Here’s the abstract of the second essay chapter 3 “The Christian Right” from Hunter’s website:
Politically conservative Christians are animate by a mythic ideal concerned with the “right-ordering” of society. They want the world in which they live to reflect their own likeness. A legacy of a Christian origin is understood as providing a sense of ownership over America and “radical secularists” have taken this away. The effect is harming to America, and people of faith, marginalizing them in public life. Their response has been one of political engagement, often conflating Christian faith and national identity in the political imagination.
There are changes occurring among the Religious Right. However, though the tactics have expanded to include worldview and culture, the logic at work—that America has been taken over by secularists, that it is time to “take back the culture” for Christ—is identical to the longstanding approach of the Christian Right.

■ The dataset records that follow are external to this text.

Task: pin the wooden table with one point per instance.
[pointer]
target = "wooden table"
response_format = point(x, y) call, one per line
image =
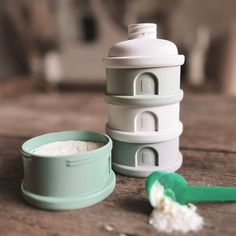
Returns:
point(208, 144)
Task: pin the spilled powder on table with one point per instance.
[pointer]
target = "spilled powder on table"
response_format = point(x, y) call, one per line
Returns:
point(169, 216)
point(68, 147)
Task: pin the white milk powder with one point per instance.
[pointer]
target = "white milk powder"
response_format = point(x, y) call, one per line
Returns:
point(169, 216)
point(69, 147)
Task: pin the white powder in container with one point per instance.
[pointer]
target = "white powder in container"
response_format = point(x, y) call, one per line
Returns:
point(169, 216)
point(68, 147)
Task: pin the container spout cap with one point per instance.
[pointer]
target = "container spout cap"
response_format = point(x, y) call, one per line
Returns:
point(147, 30)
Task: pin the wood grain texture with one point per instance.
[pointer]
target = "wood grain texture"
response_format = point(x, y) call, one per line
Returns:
point(208, 145)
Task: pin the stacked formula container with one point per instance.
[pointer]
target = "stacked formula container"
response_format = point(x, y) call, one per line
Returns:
point(143, 97)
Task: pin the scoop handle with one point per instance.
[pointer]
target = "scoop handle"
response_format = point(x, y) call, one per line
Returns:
point(209, 194)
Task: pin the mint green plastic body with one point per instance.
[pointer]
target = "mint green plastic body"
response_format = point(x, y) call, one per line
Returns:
point(71, 181)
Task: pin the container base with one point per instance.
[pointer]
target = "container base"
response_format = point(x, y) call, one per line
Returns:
point(67, 203)
point(144, 171)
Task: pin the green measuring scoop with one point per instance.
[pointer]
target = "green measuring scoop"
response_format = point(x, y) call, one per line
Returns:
point(177, 188)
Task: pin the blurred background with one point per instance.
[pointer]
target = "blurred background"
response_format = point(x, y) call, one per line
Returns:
point(59, 44)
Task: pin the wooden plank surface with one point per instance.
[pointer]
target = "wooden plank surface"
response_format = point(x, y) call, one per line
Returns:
point(208, 145)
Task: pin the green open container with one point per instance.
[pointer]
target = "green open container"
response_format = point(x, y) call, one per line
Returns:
point(69, 181)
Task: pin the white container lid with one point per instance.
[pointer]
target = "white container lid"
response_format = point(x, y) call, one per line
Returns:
point(143, 49)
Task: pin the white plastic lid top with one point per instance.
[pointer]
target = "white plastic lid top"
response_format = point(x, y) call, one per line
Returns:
point(143, 49)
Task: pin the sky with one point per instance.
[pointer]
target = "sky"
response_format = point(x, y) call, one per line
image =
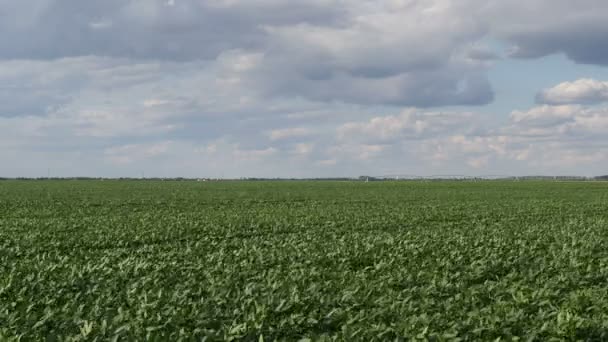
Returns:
point(303, 88)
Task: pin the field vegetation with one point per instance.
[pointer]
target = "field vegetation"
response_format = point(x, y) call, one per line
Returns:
point(264, 261)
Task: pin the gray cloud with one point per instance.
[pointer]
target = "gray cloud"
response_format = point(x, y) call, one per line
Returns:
point(541, 27)
point(582, 91)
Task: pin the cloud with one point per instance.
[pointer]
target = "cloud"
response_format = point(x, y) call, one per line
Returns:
point(538, 28)
point(410, 124)
point(286, 133)
point(413, 53)
point(582, 91)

This is because the underlying myth that defines their goals and strategy of action has not changed.
This chapter is full of an amazing number of quotes (130 footnotes in this chapter alone!), quotes from Focus on the Family, American Values, Jerry Falwell, Pat Robertson, Family Research Council, Christian Coalition, etc. As Hunter says, “the tone is as important as the content” (p. 112), so the large number of quotes is important.
In the quotes we can clearly see the two elements mentioned in the last chapter, the quest for power and the sense of ressentiment. He outlines the Christian Right’s interpretation of history, their fear and anger at “what they’ve done to us,” and how these feelings motivate them to action. There is a two-pronged call: prayer and action, and action invariably refers to political activity.
The Conservative Right places a great amount of hope in politics, expressing a clear desire for dominance, a controlling influence over the government. The logic is simple: America has been taken over by secularists and the main duty of Christians is to acquire and use political power to revert the situation.